Sizeler will be holding a special meeting of stockholders on November 8, 2006 for its stockholders of record on September 19, 2006.
#####
Sizeler Property Investors, Inc. is an equity real estate investment trust (REIT) that invests in retail and apartment properties in the southeastern United States. The Company currently owns thirty properties—sixteen in Louisiana, ten in Florida and four in Alabama. The Company’s properties consist of two regional enclosed malls, thirteen retail shopping centers and fifteen apartment communities.
Revenue Properties Company Limited is a real estate company engaged in the acquisition, development and ownership of income-producing properties in Canada.
Caution Required by Certain Securities and Exchange Commission Rules
In connection with the proposed merger with Revenue Properties Company Limited, Sizeler Property Investors, Inc. filed a definitive proxy statement on October 10, 2006 with the Securities and Exchange Commission. INVESTORS AND SECURITY HOLDERS ARE URGED TO READ THE DEFINITIVE PROXY STATEMENT AND ANY OTHER RELEVANT DOCUMENTS FILED WITH THE SECURITIES AND EXCHANGE COMMISSION BECAUSE THEY CONTAIN IMPORTANT INFORMATION ABOUT THE PROPOSED MERGER. Investors and security holders can obtain a free copy of the proxy statement and other documents filed by Sizeler Property Investors, Inc. with the Securities and Exchange Commission at the Securities and Exchange Commission’s website at http://www.sec.gov.
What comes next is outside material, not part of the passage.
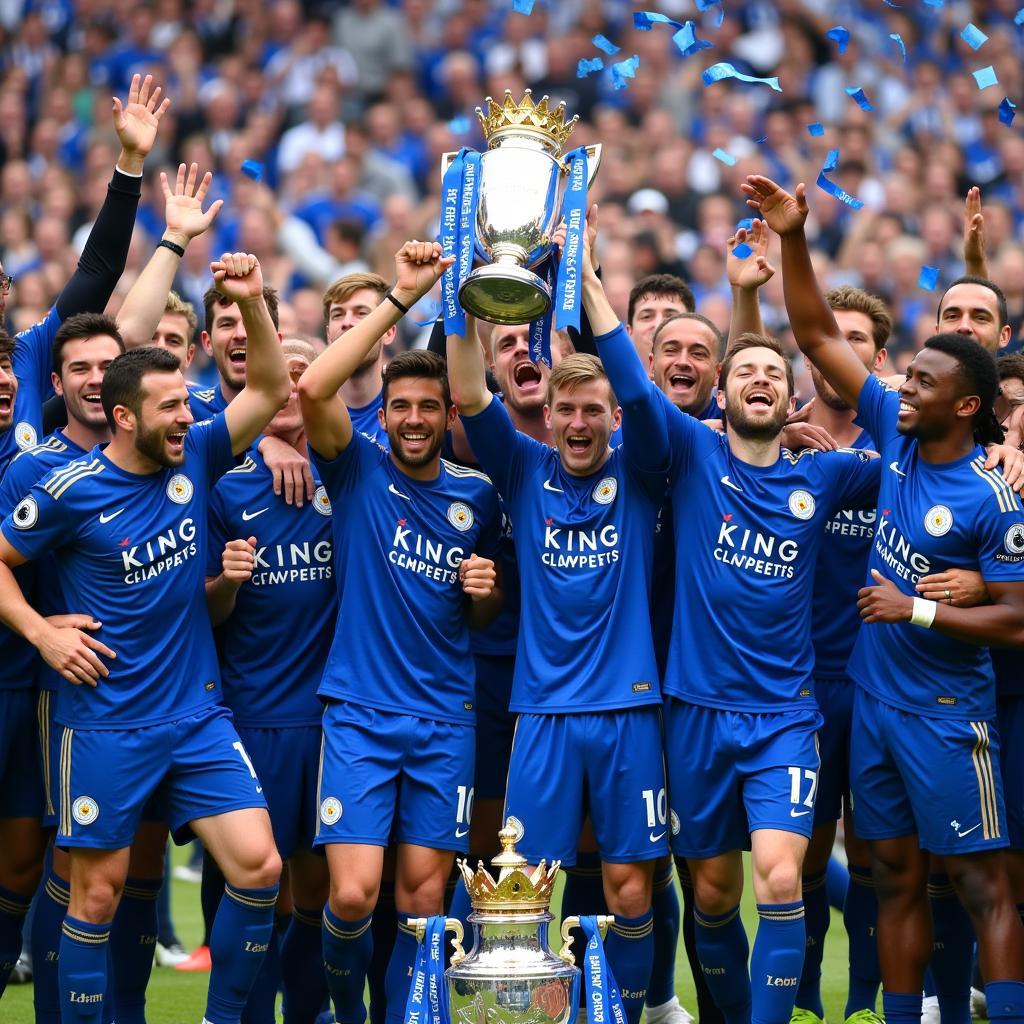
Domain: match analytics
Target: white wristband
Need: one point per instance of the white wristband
(924, 612)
Free copies of the proxy statement and other documents filed by Sizeler Property Investors, Inc. with the Securities and Exchange Commission may also be obtained from Sizeler Property Investors, Inc. by directing a request to Thomas A. Masilla, Jr., President and Chief Operating Officer, Sizeler Property Investors, Inc., 2542 Williams Boulevard, Kenner, LA 70062 (telephone number: (504) 471-6200).
Sizeler Property Investors, Inc. and its directors and executive officers may be deemed, under Securities and Exchange Commission rules, to be soliciting proxies from Sizeler Property Investors, Inc.’s stockholders in favor of the proposed merger. Information regarding the interests of these persons in the solicitation is more specifically set forth in the definitive proxy statement concerning the proposed merger that was filed by Sizeler Property Investors, Inc. on October 10, 2006 with the Securities and Exchange Commission, which is available free of charge from the Securities and Exchange Commission or from Sizeler Property Investors, Inc. as indicated above.